When you’re selecting a wine to go with your dinner tonight, the country of Hungary will probably never cross your mind. But it should, according to a State University College of Agriculture and Technology at Cobleskill staff member who will host six Hungarian visitors today and is familiar with the nation and its wine.
Diane Dobry, SUNY Cobleskill’s director of communications and marketing, has been teaching an online international course on the topic this semester with Jason Evans, assistant professor of agricultural business, and Ferenc Baglyas, professor of viticulture at Kecskemet College in Kecskemet, Hungary. On Wednesday, Baglyas and five other professors and administrators from the Hungarian college will visit SUNY Cobleskill for a reception, meet-and-greet and tour of the campus.

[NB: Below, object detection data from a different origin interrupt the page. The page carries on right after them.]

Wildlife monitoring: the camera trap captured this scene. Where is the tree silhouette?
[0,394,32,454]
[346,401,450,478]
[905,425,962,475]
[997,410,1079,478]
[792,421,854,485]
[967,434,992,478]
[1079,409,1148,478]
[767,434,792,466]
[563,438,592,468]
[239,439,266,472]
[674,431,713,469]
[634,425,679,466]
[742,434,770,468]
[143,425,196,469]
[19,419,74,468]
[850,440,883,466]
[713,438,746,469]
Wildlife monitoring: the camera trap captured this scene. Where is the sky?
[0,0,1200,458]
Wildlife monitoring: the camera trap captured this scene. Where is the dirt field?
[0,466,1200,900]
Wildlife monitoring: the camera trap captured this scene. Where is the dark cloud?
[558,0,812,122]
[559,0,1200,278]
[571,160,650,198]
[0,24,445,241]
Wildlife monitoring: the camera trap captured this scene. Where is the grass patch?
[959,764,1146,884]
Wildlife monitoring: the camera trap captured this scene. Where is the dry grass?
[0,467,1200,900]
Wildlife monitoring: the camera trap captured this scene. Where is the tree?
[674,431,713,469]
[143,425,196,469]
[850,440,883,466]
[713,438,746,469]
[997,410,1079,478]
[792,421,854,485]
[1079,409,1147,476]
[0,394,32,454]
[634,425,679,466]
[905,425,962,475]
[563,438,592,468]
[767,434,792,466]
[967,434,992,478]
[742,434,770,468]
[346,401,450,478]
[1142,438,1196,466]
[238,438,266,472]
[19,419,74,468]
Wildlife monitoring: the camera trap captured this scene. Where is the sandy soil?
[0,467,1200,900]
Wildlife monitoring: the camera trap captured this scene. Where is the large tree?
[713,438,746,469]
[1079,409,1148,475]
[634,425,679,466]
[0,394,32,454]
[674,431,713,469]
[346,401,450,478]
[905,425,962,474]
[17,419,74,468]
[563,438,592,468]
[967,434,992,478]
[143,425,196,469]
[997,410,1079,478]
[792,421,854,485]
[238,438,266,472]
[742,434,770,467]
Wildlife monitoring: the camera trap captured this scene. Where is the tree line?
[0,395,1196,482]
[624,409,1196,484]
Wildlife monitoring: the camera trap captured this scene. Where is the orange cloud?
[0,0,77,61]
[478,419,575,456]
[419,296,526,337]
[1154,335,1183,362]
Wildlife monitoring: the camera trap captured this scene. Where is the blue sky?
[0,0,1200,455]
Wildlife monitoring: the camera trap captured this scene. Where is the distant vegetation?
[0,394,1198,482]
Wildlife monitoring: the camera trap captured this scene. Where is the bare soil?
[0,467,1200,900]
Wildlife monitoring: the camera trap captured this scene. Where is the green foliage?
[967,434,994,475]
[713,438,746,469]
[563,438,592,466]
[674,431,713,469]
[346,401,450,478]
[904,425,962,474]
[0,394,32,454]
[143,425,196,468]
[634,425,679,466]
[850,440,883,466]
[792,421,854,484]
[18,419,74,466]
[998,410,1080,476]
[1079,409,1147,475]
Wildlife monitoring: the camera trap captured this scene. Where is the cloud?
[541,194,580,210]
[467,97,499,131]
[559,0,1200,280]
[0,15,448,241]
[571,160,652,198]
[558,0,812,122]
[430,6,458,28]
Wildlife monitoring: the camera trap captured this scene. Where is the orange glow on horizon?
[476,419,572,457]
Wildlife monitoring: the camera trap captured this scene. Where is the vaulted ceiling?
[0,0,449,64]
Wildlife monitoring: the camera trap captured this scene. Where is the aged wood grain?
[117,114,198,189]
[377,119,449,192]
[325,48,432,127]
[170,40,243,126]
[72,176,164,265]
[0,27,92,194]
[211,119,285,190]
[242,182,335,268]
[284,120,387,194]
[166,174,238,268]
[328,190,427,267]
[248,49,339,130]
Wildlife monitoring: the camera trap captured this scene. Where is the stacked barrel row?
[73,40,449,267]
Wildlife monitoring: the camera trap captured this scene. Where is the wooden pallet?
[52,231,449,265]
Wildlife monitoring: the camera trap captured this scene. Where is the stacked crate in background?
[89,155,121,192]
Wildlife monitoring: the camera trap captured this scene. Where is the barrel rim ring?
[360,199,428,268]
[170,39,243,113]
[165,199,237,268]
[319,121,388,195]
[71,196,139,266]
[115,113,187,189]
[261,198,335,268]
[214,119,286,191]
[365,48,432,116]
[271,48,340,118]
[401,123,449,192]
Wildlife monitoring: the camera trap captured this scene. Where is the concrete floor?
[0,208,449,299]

Dobry said her students and the Hungarian students from Baglyas’ class have been interacting online and via Skype for the course, called Global Wine Marketing. Students have learned about wine marketing, importing and exporting practices, New York State wines and Hungarian wines, which, Dobry said, are highly underrated in the United States.
“Hungarian wine is becoming more well-known and can be bought online, but it’s still fairly difficult to get in Upstate New York,” Dobry said. “It’s very smooth, much smoother than U.S. wine and it’s easy to drink, not bitter.”
The country does not produce a large amount of wine, Dobry said, but what is produced is sweet, honey-like and highly regarded in Europe. One of the most famous Hungarian wines is a blend of red wines known as Bull’s Blood, Dobry said, and Tokaji Aszu is one of the world’s best dessert wines. Many Hungarian wines are flavorful, fruity and sometimes peppery, Dobry said.
There are 20 SUNY Cobleskill students in the Global Wine Marketing class, Evans said. The class has provided a “great opportunity” to expose students to international agricultural business, he said.